Uranium dating

The dating of older, nonliving, things is accomplished with radioactive minerals such as uranium. Isotopes of uranium decay very slowly to become isotopes of lead. For example, the naturally occuring isotope uranium-238 decays to become lead-206. Uranium-235 decays to lead-207 and not to the common isotope lead-208. So all the isotopes of lead-207 and lead-206 present in a rock sample were at one time uranium. The older the uranium-bearing rock the higher the percentage of these lead isotopes.

Knowing the half-lives of the uranium isotopes and the percentage of lead isotopes in the uranium-bearing rock we can calculate the age of the rock.

Uranium-235 has a half-life of 710 million years where as uranium-238 has a half-life of 4.5 billion years. The useful range for this type of dating is between 10 million and 4.6 billion years.
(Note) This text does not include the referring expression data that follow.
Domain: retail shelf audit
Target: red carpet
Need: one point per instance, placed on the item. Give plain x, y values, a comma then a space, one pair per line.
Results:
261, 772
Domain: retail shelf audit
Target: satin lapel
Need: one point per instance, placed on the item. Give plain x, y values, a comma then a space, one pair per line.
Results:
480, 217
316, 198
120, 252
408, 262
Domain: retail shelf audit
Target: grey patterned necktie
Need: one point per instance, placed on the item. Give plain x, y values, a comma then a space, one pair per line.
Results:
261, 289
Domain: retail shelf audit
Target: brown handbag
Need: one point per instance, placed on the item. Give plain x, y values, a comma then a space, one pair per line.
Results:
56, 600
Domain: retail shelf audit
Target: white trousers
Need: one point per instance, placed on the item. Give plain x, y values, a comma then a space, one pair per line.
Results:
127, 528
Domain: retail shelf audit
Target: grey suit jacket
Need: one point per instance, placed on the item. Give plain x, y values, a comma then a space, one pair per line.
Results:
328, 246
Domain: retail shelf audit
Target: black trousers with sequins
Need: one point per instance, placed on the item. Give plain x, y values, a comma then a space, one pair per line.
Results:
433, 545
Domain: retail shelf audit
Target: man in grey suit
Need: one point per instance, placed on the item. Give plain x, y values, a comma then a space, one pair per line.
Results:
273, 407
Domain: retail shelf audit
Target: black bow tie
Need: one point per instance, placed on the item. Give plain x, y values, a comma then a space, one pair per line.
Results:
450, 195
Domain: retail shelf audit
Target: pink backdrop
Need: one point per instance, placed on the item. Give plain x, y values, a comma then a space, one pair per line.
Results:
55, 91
The percentage of lead and uranium isotopes can be determined by mass spectroscopy. This technique reveals the mass of each isotope present and its percentage composition. The mass spectrum on the right reveals the percentage abundance of uranium-238 and lead-206.

We can now calculate the age of the rock. A 12.5% decay of uranium-238 to lead-206 represents a quarter of a half-life. This equates to 1.1 billion years. Any fossil found in this rock can be dated to approximately 1.1 billion years old.

Calculate the age of the rock whose mass spectrum is shown on the right.


Why do you expect to find lead in all deposits of uranium ore?
What isotopes accumulate in uranium bearing rock?
A uranium bearing rock was analysed and was found to contain the isotopes uranium-238 and lead-206 in the ratio 4:1 respectively. How old is the rock?